I also think that being part of the Changemaker group was such a good experience for me, especially coming from a photography degree that had a predominantly white student body and was taught by people who were predominantly white meant that when I started to explore my heritage in my photography work I felt frustrated by the lack of community and even sometimes uncomfortable. But  the changemaker group helped me find a south asian community that was creative, accepting and relaxed, and so passionate about the same issues I was also passionate about. There was a lot of creative freedom in being with the Changemaker group and  me being a photographer meant that I could use my photography in different ways, from just taking photographs at events to filmmaking. And in this project specifically you can see my photography in different aspects which I was really happy and proud of.

One of the critics I have though, of this project was the amount of pressure we had on us, but I think we also put pressure on ourselves because we cared about this project so much that we were sacrificing our other work, and personal time, working well beyond the hours that were set for us because we just wanted it to succeed so much. We were perfectionists and we wanted to produce the absolute best we could, and the extent we committed to this project in our promotion of it in other ongoing OSCH projects such as the Manifesto film wasn’t something we had to do, but also couldn’t help doing.

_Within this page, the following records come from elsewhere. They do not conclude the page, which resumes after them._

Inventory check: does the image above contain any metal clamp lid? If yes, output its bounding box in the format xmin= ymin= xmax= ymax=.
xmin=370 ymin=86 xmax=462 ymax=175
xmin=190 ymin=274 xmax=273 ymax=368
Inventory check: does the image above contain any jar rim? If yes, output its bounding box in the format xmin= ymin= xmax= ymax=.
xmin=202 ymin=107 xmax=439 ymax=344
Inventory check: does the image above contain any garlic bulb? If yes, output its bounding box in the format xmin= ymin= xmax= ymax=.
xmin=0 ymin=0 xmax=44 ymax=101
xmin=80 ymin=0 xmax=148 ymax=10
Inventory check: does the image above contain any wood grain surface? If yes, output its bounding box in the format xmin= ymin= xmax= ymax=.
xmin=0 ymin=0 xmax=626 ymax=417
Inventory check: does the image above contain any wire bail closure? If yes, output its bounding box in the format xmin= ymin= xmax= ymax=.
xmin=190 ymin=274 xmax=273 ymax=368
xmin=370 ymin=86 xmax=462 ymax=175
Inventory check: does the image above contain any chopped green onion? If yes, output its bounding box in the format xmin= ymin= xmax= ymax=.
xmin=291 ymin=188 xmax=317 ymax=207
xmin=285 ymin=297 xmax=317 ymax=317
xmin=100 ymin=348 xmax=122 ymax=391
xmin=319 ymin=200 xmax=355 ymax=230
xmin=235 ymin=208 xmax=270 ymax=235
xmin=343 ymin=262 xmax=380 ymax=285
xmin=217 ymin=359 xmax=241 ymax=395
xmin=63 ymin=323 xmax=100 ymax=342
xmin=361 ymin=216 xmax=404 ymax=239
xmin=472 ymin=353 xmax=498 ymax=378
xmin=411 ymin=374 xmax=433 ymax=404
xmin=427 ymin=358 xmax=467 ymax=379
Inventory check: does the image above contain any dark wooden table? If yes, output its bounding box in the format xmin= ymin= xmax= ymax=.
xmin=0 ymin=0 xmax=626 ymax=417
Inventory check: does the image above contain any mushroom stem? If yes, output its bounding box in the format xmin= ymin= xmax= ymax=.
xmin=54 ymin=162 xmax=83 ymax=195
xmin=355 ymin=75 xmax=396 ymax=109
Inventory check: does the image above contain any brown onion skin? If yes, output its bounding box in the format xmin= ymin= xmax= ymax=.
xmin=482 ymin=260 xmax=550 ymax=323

But in reflection I believe that someone from OSCH or from the Museum side should’ve told us clearly and prepared us properly to deal with some really serious and heavy topics that we would be looking into constantly for the entire duration of the project, we did have some vague idea, but I didn’t anticipate the extent of it and I wish I had been more prepared. I believe we should’ve been offered some form of support such as a short term therapy work or just an acknowledgement of what it costs to do this form of work.

Sehar Mehmood

When looking back on my experience on the project one of the things I really enjoyed was that I was able to explore themes and issues that I felt were important to the overall focus of the exhibition. This freedom I think is important, especially if museums are looking to modernise and become more engaging for young people, this can be seen in my own experience where I engaged with other exhibits/artworks and my own passion for social history and politics to explore my own links with the British Empire. This led to me curating and designing a display focused on the concept ‘We’re Here Because You Were There’, which explored themes of immigration, as well as social issues such as police violence. Throughout this project, and especially in the curation and writing for this display I had a lot of support from various members of staff and this really helped me become more confident and more sure of myself, especially in things like decision making and communications as throughout this project the biggest challenge is how to communicate such a complex and emotionally painful topic in such a way where people want to learn and engage more. 

One of my main criticisms, which has already been said by my fellow changemakers, is how we felt that there was a lack of support on the extent of emotional impact and labour we would feel from this project. The emotional cost, even though I anticipated it coming into the project, the extent to which it affected me and my fellow changemakers was a surprise. In doing this work, not only have I dug up and shone light on the true histories of empire, slavery and its legacies alongside other co-curators,  but my own personal family history, ties and grief. As such I believe that in the future when historical institutions seek to engage community representatives to explore their heritage and history, they must absolutely be clear and honest about what will be explored and develop a structure of support for them.